As one of two hobby shops in Queens, Fantasia has become somewhat of a mecca for hobby enthusiasts. The store is full of electric and gas cars, radio-controlled planes as well as various plastic models. Weiner and his employees, Joe Martin, Freddy Gianatiempo, and Eric Hernandez, also can do repairs on all the items they sell.

“I love this place,” said Louis Santelli, a customer who has been flying radio-controlled planes for 10 years.

Santelli said that unlike many other hobby shops, Fantasia does not overcharge.

“With Sandy and Joe, you know what you are getting,” he said.

Fantasia’s customers range in age from children to some men in their 40s.

“A lot of parents want to have their kids come in here and try a different hobby,” said Martin.

Fantasia is the gateway into two different worlds: the racing of radio-controlled cars and the flying of radio-controlled planes.
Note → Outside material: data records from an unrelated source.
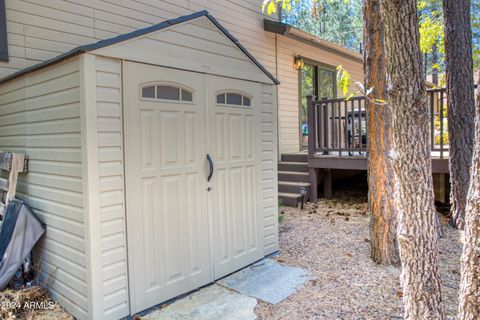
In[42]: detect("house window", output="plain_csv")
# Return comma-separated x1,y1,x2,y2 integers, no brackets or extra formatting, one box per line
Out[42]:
217,92,252,107
142,84,193,102
0,0,8,61
299,62,336,149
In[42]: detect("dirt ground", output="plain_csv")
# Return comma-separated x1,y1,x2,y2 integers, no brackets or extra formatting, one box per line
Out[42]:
255,193,462,320
0,286,74,320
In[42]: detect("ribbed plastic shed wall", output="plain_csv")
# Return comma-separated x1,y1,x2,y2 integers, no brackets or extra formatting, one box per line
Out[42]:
0,13,278,319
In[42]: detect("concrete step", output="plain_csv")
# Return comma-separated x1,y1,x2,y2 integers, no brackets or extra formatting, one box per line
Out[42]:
278,161,308,172
278,181,310,194
278,192,302,207
278,171,310,182
282,152,308,162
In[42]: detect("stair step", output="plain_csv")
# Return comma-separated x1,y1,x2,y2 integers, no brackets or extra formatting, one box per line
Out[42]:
278,161,308,172
282,153,308,162
278,192,302,207
278,181,310,193
278,171,310,182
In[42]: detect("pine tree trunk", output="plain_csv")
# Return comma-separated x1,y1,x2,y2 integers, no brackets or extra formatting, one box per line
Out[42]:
363,0,400,265
458,74,480,320
443,0,475,229
381,0,444,320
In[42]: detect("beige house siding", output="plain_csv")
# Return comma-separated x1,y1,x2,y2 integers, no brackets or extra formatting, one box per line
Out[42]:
277,36,363,153
0,58,88,319
0,0,275,77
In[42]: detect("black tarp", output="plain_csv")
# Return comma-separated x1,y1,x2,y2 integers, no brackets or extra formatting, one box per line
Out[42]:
0,199,45,290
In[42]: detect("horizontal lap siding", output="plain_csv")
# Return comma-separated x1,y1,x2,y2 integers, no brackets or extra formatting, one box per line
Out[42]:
0,58,88,319
96,57,129,319
0,0,275,78
277,36,363,153
261,85,278,255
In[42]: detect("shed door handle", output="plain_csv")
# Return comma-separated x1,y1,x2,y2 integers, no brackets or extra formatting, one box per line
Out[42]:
207,153,213,182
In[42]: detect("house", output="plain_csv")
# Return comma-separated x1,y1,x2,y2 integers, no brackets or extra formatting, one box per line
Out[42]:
0,0,363,319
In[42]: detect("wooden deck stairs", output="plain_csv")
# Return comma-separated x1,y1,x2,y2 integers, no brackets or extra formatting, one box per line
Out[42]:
278,153,310,207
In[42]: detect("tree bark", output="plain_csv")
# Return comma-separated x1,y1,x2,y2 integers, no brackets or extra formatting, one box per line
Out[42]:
443,0,475,229
380,0,444,320
458,77,480,320
363,0,400,265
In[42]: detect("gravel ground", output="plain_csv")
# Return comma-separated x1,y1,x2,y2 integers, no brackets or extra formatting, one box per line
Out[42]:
255,195,462,320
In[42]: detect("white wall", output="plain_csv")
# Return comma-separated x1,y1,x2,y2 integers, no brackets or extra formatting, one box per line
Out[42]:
261,84,279,255
0,58,88,319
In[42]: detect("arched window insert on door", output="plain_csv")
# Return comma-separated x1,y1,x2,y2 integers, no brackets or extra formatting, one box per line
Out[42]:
217,91,252,107
141,83,193,102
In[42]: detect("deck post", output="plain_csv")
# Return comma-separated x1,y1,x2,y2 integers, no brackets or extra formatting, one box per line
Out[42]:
307,96,317,158
308,168,318,202
323,169,333,199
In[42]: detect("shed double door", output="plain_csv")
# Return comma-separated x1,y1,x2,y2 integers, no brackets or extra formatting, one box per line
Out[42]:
124,62,263,314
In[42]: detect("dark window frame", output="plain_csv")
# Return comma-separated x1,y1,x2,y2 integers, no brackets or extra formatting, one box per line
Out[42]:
0,0,8,62
298,57,337,151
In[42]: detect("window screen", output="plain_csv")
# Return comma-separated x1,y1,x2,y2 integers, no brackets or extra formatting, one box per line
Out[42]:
142,84,193,102
217,92,252,107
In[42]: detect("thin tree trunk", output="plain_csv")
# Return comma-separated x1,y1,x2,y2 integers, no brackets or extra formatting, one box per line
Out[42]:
443,0,475,229
381,0,444,320
363,0,400,265
458,73,480,320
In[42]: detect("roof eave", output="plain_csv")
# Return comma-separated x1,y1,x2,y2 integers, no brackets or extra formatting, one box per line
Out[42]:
264,19,363,61
0,10,280,85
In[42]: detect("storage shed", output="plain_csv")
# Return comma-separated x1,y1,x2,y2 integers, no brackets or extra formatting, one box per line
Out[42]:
0,11,278,319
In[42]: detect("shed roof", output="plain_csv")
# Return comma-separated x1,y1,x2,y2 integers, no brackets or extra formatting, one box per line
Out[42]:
0,10,280,85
Martin, a fan of radio car racing, said groups of hobbyists go from parking lot to parking lot and race their cars around makeshift tracks, but they often have to leave when police arrive.

The activity requires some skill. While the electric cars travel at speeds up to 20 miles an hour, the gas cars can reach speeds of as high as 70 miles an hour, Martin said.

Weiner, on the other hand, has become an expert at flying planes. Having started out on beginner models, Weiner now flies radio- controlled planes up to one quarter the size of manned planes, performing aerobatic twists with other members of flying clubs in front of audiences of thousands.

“The adrenaline rush you get while doing it — oh, man,” said Jim Peterkin, a self-described loyal customer of the store.

Radio flying requires a period of apprenticeship. Using what is called a “buddy box,” a beginner flier takes control of a plane, while a more experienced flier can override the flying with his own set of controls in case of a problem.

Like anything else, radio flying has a learning curve.

“Some people it takes a couple of weeks, some people a couple of years,” joked Santelli.

When he bought Fantasia, the store was struggling, Weiner said. But he lowered prices and got involved in plane clubs, helping to bring in customers to the store.

“I injected my own personality,” said Weiner. “It’s a people to people business. I joined a lot of airplane clubs.”

Peterkin said Weiner’s work has paid off.

“A lot of us drive past other stores like this to get here just because of his personality,” said Peterkin.

Peterkin gestured towards Weiner.

“This is the first friend you make in the hobby.”